Frank Jacobs- Big Think wrote:What a joy these maps are to behold. It’s as if someone took one of those composite satellite maps - you know, impossibly showing the whole world at night, the darkness broken by hubs and strings of artificial light (1) - and gave it the power of speech.
For the riot of colours on these maps correspond to the diversity of languages spoken, or rather: typed, on Twitter.
The link came to me from a Catalan activist to show that, in Catalunya, most Catalans tweet in Catalan rather than Spanish. Looking at Spain, the area around Barcelona has its fair share of Spanish, which I also observed on the ground a year ago.

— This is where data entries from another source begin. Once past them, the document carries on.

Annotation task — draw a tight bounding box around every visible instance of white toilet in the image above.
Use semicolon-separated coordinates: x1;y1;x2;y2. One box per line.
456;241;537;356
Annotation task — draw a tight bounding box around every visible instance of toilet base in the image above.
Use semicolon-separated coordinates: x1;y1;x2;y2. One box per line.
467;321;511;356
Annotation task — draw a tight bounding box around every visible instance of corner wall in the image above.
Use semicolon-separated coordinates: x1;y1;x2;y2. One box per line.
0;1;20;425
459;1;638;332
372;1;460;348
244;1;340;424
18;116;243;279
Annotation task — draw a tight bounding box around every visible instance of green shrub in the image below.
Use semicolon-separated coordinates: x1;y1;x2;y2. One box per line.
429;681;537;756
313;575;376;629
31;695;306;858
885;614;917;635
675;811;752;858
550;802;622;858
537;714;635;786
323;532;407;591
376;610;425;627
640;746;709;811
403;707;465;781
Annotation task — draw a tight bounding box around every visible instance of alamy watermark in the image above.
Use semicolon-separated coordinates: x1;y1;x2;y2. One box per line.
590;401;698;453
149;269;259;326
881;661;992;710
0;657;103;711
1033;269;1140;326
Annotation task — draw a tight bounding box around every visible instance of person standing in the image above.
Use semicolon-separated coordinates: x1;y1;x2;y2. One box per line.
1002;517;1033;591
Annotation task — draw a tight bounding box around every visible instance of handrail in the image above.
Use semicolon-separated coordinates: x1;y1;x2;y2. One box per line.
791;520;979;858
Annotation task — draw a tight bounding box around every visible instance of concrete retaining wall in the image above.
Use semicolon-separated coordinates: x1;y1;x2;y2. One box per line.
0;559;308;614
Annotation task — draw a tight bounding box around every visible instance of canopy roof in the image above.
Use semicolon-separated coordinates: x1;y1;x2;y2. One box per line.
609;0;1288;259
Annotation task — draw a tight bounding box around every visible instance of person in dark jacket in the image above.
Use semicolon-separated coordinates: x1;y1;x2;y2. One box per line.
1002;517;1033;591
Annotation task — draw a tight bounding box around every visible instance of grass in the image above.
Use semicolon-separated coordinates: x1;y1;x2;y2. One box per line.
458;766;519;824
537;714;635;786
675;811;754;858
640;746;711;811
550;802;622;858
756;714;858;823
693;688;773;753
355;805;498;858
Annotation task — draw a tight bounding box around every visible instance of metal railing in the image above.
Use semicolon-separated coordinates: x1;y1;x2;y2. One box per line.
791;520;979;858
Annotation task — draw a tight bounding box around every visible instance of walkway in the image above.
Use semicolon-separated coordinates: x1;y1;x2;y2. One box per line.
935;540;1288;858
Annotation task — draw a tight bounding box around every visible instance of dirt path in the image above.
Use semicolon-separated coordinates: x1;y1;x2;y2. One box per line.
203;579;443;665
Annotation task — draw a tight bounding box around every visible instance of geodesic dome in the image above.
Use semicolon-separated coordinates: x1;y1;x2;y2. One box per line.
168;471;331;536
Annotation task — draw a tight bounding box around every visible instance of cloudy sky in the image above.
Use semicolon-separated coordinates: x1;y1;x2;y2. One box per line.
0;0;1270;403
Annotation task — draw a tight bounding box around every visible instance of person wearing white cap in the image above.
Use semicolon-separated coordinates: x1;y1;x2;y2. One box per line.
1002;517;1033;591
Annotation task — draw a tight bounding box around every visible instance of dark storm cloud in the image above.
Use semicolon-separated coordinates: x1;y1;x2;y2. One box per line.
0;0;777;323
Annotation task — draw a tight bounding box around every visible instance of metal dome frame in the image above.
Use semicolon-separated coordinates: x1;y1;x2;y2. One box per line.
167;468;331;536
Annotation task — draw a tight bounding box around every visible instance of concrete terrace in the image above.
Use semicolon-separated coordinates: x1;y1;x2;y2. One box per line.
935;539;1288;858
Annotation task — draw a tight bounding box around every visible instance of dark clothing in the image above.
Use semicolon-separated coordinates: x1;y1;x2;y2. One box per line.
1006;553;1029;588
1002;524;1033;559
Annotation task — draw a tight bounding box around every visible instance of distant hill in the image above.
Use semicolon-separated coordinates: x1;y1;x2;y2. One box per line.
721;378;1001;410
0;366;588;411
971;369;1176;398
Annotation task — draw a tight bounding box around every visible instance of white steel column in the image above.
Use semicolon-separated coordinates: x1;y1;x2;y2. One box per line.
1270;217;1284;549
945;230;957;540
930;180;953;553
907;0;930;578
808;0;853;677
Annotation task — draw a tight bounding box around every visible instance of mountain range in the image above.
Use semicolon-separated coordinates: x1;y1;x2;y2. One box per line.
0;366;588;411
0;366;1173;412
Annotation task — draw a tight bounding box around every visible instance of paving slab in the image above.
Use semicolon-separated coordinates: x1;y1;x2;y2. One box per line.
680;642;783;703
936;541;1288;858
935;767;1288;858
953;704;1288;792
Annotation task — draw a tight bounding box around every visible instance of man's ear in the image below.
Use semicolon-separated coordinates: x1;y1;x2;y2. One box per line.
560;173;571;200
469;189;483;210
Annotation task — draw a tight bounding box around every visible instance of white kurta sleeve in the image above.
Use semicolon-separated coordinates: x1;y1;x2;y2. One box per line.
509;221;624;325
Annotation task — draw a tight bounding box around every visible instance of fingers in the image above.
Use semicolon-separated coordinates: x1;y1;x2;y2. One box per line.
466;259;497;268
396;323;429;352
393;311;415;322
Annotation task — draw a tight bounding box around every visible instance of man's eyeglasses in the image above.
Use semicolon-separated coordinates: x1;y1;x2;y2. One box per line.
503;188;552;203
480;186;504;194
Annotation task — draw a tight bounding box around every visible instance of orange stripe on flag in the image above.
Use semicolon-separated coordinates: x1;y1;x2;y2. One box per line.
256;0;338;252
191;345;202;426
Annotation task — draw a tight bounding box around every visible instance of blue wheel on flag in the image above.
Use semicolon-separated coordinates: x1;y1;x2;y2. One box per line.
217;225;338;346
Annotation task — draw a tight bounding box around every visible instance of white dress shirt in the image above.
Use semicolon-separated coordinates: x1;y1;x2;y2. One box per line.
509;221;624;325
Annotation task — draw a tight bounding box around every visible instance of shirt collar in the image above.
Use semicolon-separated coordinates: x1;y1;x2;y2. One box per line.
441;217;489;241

What strikes me, when the world map is seen as a whole, is the monolingual nature of most of the US and Canada with a sliver of French at the St Lawrence. Then, there's the darkness of most of Africa, due to relative economic prosperity and internet penetration; and, that of Australia because most Australians live relatively near to the coasts for reasons of climate.
Frank Jacobs- Big Think wrote:... In relative terms, the world’s top tweeting nation are the Netherlands, with just over 22% of the Dutch online population using Twitter. The US, at 8%, is far behind Brazil (almost 22%), Venezuela (21%) and Indonesia (19%). So it’s a fair guess that a majority of the 200 million tweets generated every day are in languages other than English.
But which ones? Online language detection is possible due to Google’s open-sourcing of the CLD (Compact Language Detector) software embedded in its Chrome browser, which tells you in what language the web page you are visiting is written - and asks if you want it translated into another one, if it’s not your own.
A guy called Mike McCandless extracted the software, another one called Eric Fischer applied it to Twitter. And hey presto! ...
Of course, this kind of visual representation is biased towards twitter users and the majority of people in the world have more important things to do with their lives, and the internet (if they have access) than tweeting about them.
English is represented as gray. Why does Bermuda show so much Spanish? Could be a glitch?